On Dec. 9, Jefferson County’s Planning Department held a virtual meeting where Josh Finkler and Terri Porter introduced the plans they are proposing for their property at 20950 S. Buffalo Creek Road.
According to their presentation, the property, which is located to the northeast of Wellington Lake and bisected by Buffalo Creek, is currently home to a 3,000-square-foot home that was built in the 1970s as well as two storage sheds and a photovoltaic solar panel.
The couple purchased the property 19 years ago with the goal of eventually moving there full-time upon retiring. They said they are now wanting to make plans to do so and seeking to make several improvements to the property, including adding two new structures that would be used for garage and workshop uses as well as a picnic pavilion, in addition to the three cabins.
The proposed cabins would be located in a wooded section of the property behind the house. Two of the cabins, which would be 800-square-feet each, would be two-story while a third would be one story in order to comply with ADA accessibility requirements.
Joey Pruitt, a Denver architect who is working with the couple on planning for the project, said the couple is considering options for what to use the cabins for. Those options include using them to house family and friends when they visit or possibly renting them for events or as short-term vacation rentals.
“I think it wouldn’t go beyond event or vacation rentals for a few days,” Pruitt said. “They would by no means be long term rentals where the owners are landlords to people living in their permanently.”
Porter said the couple has successfully hosted parties and events at the property over the past few years.
“When we think about anything other than letting friends stay in those cabins our primary intention would be to offer them for larger events like weddings and parties and things like that,” he said.
However, he said he would also like to keep open the possibility of renting them but did not know whether that would be feasible.
“I’m open to the possibility of looking at as a business but I haven’t really analyzed it to see if it is economically feasible yet,” said Pruitt.

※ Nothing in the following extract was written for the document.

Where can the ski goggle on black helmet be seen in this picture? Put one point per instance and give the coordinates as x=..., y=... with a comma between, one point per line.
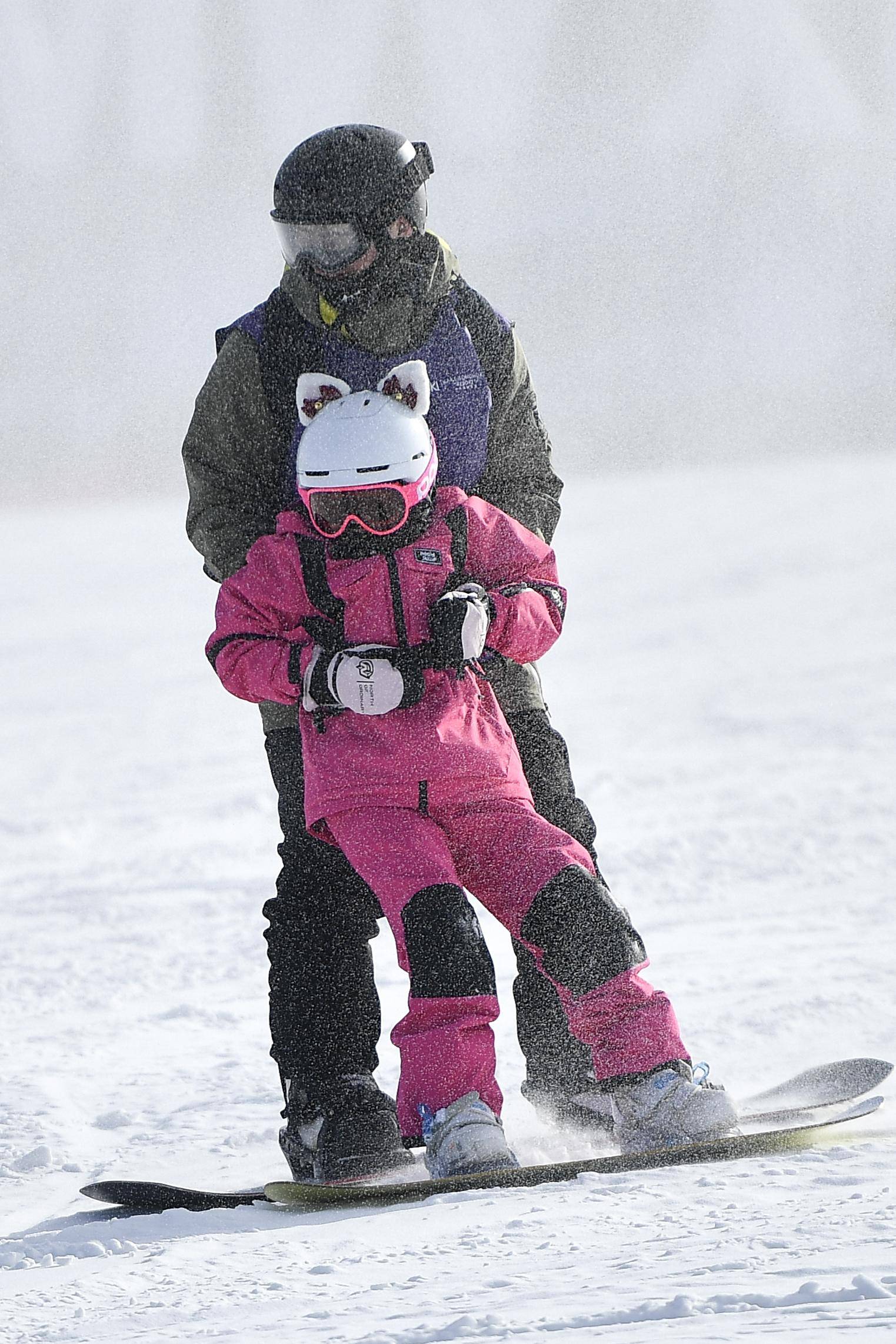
x=342, y=187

The couple said they are planning to move forward with either applying for a special camp use that would allow the cabins to be constructed on the property. That process would ultimately involve two more public hearings with the county commissioners making the final decision.
According to a cover letter submitted to the county, the project would be completed over multiple phases between 2021 and 2022 “to minimize site impact and disturbance.”